JAJJAL VILLAGE, INDIA-Four decades after the so-called Green Revolution enabled this vast nation to feed itself, some farmers are turning their backs on modern agricultural methods-the use of modified seeds, fertilizer, and pesticides-in favor of organic farming. This is not a matter of producing gourmet food for environmentally attuned consumers but rather something of a life-and-death choice in villages like this one, where the benefits of the Green Revolution have been coupled with unanticipated harmful consequences from chemical pollution.
As driving their actions, the new organic farmers cite the rising costs of seed, fertilizer, and pesticides, and concerns that decades of chemical use is ruining the soil. But many are also revolting against what they see as the environmental degradation that has come with the new farming techniques, particularly the serious pollution of drinking water that village residents blame for causing cancer and other diseases.
"People are fed up with chemical farming," says Amarjit Sharma, a farmer for 30 years who began organic farming four years ago. "The earth is now addicted to the use of these chemicals."
For now, their numbers are small, perhaps 5 percent of farmers around the agricultural region in the Punjab state, known for its cotton production. But this is a trend that could become important if their numbers grow and cut into India's agricultural productivity in an era of tightening global food supplies.
Starting in 1965, India's Green Revolution transformed the country's few fertile regions into veritable breadbaskets, quadrupling India's output of wheat and rice.
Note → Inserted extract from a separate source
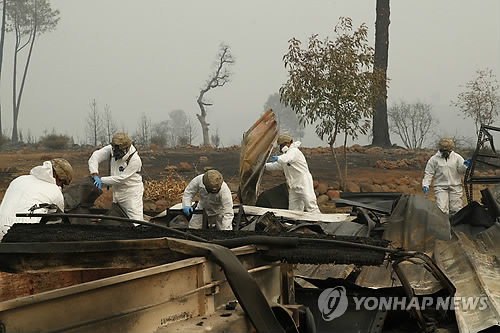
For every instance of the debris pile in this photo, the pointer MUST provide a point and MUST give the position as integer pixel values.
(170, 188)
The revolution brought new irrigation techniques, hybrid seeds, fertilizers, pesticides, herbicides, and mechanization. Punjab's farmers became heroes of a self-sufficient India no longer dependent upon shipments of foreign grain and making a clean cut with a past full of mass starvation and food aid from the United States.
Full Story: http://www.usnews.com/articles/news/world/2008/07/07/the-...
DQ's notes: Are we helping feed the world or helping poison it? Last month at the U.N. food summit in Rome the World Bank pledged $1.2 billion in grants to help with the food crisis in Africa, most of which is earmarked for chemical fertilizers, pesticides and genetically modified (GM) crops. Though those in industry would have us believe that only large scale use of chemical fertilizers, pesticides and GMO crops have a chance at solving the problem, those outside industry say that the grants by the World Bank are no more than a subsidy to the chemical industry and that small scale organic farming offers a safer and more efficient solution.